J’aime Chani , pensa-t-elle. Mais elle se rappelait dans le même instant que l’amour devait s’effacer devant la nécessité royale. Aux mariages royaux, il était d’autres raisons que l’amour.
« Vous pensez que j’ignore ce que vous projetez pour votre fils ? » demanda Harah.
« Que veux-tu dire ? »
« Vous projetez de rassembler les tribus sous son pouvoir. »
« Est-ce mal ? »
« Je vois du danger pour lui… Et Alia fait partie de ce danger. »
Alia se rapprocha tout contre sa mère, ouvrit les yeux et regarda Harah.
« Je vous ai observées toutes les deux, reprit Harah. J’ai vu la façon dont vous vous touchiez. Alia est pareille à ma propre chair puisqu’elle est la sœur d’un être qui est comme mon frère. Je l’ai veillée, je l’ai gardée alors même qu’elle n’était qu’un bébé, depuis le temps où nous avons fui devant la razzia. J’ai lu bien des choses en elle. »

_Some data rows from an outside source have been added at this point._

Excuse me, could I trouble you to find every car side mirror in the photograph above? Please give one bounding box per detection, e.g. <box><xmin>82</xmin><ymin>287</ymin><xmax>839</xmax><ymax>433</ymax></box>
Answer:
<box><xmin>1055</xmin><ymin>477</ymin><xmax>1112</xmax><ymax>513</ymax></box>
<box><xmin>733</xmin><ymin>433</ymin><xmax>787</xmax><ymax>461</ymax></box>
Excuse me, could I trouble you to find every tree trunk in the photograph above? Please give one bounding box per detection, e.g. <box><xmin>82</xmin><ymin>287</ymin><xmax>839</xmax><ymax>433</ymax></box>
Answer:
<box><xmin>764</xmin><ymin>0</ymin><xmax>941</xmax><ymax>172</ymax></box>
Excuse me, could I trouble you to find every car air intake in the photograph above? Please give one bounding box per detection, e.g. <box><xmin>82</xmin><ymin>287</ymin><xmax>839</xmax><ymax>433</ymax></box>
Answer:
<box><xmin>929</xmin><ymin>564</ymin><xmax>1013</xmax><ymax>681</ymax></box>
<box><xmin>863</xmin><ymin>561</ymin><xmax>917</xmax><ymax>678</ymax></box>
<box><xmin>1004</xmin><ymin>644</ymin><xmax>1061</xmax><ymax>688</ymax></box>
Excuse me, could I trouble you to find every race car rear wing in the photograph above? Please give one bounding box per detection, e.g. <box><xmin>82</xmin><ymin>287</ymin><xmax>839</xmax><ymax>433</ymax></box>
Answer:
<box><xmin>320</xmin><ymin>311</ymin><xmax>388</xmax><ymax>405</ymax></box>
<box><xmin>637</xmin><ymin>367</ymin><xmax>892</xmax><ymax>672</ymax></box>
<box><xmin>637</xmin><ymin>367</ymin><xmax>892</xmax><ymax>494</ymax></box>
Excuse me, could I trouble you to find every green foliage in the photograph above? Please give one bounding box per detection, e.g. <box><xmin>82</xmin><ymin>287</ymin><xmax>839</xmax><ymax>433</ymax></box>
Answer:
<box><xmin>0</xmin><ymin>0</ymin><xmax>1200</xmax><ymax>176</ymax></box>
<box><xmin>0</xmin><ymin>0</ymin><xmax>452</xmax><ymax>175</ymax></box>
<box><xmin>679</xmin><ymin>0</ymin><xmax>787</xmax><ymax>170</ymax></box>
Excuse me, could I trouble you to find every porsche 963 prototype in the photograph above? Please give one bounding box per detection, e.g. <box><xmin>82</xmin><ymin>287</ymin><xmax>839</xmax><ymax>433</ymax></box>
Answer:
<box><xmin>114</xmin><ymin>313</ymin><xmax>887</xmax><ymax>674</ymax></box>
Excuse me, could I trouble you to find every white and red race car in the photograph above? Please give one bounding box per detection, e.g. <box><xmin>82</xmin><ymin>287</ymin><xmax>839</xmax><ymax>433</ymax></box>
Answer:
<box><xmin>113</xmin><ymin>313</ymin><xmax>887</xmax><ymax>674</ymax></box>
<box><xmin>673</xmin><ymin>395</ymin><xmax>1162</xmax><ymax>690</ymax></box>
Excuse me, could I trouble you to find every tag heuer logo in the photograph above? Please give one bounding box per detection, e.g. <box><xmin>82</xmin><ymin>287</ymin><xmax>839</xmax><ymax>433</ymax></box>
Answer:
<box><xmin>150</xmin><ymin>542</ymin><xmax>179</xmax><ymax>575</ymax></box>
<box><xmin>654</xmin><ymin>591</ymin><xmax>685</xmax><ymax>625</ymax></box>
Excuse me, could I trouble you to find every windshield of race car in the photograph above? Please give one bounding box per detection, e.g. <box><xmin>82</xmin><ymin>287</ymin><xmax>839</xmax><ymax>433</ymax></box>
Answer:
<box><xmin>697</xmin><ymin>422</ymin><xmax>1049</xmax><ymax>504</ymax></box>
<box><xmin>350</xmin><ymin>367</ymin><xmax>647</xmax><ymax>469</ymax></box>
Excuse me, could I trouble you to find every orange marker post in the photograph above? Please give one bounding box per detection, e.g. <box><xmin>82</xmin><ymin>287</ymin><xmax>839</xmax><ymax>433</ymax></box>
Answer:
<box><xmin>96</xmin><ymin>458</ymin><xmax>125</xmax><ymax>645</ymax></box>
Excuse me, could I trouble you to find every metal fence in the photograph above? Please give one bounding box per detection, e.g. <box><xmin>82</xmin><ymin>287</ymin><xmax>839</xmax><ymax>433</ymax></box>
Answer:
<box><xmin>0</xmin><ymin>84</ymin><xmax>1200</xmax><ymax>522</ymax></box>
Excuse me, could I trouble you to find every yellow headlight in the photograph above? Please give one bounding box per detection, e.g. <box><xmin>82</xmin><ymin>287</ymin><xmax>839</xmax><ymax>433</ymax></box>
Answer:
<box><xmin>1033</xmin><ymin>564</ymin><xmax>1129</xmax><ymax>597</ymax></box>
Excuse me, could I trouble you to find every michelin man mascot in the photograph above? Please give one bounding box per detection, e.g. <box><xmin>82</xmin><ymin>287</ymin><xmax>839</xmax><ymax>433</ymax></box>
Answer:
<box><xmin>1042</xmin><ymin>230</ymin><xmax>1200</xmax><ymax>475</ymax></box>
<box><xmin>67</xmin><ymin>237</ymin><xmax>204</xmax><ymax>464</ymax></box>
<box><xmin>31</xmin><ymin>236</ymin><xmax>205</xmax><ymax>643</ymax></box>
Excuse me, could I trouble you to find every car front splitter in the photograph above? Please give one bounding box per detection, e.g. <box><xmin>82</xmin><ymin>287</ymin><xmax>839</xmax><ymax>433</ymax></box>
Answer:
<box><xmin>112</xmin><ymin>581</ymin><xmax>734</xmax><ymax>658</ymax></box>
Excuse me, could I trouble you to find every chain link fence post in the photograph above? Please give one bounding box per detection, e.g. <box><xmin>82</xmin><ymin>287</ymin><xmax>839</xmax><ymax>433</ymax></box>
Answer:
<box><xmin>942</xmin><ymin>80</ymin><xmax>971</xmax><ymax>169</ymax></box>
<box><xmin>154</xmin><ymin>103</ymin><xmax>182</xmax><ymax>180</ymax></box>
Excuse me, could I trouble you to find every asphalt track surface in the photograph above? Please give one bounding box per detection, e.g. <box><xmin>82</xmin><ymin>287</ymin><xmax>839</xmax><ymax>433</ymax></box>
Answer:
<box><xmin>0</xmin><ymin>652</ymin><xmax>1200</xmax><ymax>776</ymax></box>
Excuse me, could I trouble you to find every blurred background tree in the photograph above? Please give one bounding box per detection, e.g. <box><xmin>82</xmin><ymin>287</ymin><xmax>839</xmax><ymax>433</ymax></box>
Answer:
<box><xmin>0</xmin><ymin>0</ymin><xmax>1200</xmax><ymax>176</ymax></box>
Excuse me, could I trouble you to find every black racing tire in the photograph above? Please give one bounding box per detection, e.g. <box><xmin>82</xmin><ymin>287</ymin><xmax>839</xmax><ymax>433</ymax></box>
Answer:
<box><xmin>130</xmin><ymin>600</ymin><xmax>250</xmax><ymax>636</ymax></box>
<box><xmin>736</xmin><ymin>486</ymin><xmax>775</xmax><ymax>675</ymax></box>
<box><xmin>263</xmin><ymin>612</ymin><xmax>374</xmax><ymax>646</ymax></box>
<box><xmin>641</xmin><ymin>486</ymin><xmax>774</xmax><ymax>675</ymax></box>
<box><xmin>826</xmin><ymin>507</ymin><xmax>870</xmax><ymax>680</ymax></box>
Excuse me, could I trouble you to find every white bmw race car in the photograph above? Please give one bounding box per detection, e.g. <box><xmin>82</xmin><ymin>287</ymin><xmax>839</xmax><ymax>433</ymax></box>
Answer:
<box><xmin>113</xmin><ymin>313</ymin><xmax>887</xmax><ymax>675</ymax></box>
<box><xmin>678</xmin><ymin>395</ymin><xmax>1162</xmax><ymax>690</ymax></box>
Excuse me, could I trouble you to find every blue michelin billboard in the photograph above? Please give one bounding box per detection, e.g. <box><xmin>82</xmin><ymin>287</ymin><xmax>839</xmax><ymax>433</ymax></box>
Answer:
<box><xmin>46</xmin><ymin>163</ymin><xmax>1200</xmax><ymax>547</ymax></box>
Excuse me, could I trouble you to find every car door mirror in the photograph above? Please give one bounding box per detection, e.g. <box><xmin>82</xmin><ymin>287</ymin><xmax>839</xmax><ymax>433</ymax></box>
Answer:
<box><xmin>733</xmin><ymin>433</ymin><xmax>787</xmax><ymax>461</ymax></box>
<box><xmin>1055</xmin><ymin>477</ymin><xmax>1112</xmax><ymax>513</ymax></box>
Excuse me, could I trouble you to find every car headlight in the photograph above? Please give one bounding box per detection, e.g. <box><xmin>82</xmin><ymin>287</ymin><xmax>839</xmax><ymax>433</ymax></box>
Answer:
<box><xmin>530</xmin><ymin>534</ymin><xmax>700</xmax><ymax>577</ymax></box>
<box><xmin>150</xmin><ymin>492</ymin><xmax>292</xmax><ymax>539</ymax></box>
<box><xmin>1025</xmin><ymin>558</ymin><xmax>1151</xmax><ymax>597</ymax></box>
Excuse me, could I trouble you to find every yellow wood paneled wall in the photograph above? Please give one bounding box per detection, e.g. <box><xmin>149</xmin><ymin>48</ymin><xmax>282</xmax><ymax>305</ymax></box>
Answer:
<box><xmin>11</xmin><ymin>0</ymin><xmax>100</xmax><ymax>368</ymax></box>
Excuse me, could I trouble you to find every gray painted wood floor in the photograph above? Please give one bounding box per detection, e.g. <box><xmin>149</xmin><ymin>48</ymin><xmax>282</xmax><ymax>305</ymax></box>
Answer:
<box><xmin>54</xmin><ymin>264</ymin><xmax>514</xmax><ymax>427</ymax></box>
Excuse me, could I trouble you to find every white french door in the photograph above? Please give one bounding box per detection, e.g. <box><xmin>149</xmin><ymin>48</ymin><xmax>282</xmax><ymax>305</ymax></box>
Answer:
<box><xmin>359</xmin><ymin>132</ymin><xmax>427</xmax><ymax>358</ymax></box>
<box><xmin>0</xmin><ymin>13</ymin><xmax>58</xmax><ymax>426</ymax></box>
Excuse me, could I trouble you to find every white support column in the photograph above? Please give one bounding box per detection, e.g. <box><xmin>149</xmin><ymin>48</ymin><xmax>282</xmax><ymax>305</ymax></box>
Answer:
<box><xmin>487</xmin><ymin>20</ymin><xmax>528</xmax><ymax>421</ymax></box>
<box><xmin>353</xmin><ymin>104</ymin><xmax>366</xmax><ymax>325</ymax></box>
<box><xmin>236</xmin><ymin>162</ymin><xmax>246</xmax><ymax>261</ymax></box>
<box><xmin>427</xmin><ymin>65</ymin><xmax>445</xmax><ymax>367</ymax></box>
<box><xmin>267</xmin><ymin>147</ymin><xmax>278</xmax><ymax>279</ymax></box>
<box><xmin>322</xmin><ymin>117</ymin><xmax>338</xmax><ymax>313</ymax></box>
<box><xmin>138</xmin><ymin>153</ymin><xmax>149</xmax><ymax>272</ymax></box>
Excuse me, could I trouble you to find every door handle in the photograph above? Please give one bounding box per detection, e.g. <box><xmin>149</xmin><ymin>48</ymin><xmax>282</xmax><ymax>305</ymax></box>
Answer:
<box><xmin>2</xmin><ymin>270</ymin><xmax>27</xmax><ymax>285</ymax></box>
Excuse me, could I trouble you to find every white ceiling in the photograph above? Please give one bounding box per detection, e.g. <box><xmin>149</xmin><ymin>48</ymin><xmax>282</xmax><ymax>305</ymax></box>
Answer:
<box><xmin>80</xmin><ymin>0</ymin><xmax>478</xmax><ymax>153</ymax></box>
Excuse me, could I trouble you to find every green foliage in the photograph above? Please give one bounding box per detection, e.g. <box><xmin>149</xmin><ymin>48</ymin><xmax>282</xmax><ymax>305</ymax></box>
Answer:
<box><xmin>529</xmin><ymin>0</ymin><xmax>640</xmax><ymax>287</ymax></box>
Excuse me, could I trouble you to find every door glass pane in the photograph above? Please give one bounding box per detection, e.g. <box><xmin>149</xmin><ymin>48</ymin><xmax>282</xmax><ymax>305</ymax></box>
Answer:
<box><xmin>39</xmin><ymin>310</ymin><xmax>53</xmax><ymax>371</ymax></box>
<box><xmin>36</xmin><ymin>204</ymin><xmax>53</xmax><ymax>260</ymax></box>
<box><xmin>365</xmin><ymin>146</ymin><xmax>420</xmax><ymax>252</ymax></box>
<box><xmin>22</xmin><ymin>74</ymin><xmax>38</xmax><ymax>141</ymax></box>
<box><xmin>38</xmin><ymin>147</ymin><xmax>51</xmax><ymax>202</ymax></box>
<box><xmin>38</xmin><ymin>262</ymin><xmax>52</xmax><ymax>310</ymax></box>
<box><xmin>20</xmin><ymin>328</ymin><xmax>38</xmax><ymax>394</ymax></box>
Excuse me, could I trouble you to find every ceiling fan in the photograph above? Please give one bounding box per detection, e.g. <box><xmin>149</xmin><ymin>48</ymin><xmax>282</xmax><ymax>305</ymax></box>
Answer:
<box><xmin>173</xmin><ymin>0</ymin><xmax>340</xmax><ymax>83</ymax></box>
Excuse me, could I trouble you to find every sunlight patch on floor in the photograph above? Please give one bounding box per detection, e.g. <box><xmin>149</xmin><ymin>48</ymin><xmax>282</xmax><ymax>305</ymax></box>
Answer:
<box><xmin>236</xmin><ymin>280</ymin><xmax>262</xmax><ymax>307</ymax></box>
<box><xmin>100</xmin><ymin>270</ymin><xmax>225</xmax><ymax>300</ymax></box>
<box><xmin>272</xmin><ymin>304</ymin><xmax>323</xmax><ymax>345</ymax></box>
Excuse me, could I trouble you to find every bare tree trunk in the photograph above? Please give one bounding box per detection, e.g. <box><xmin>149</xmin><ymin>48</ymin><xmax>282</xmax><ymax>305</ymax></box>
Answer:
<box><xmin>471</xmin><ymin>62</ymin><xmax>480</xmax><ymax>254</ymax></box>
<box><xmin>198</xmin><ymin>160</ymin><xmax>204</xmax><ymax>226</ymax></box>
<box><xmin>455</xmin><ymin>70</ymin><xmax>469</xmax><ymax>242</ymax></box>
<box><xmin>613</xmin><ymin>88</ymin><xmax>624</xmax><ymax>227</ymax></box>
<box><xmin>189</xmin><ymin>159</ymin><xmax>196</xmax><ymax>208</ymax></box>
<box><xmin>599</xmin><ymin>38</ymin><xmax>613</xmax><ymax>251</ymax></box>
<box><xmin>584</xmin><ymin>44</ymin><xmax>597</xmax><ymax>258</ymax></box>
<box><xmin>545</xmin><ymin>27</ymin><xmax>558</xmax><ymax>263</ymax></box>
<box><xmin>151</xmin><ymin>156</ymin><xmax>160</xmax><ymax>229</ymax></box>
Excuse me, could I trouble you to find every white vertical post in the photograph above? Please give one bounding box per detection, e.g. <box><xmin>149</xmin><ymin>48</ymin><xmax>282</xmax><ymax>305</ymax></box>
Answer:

Jessica hocha la tête. Elle sentait grandir l’irritation d’Alia, à côté d’elle.
« Vous savez ce que je veux dire, poursuivit Harah. Cette façon qu’elle a eu de comprendre immédiatement ce que nous lui disions. Aurait-on jamais vu un bébé qui fût au courant de la discipline de l’eau ? Et dont les premiers mots auraient été : Je t’aime, Harah. (Elle regarda Jessica.) Pourquoi croyez-vous que j’aie accepté ses insultes ? Je savais bien qu’il n’y avait aucun mal en elles. »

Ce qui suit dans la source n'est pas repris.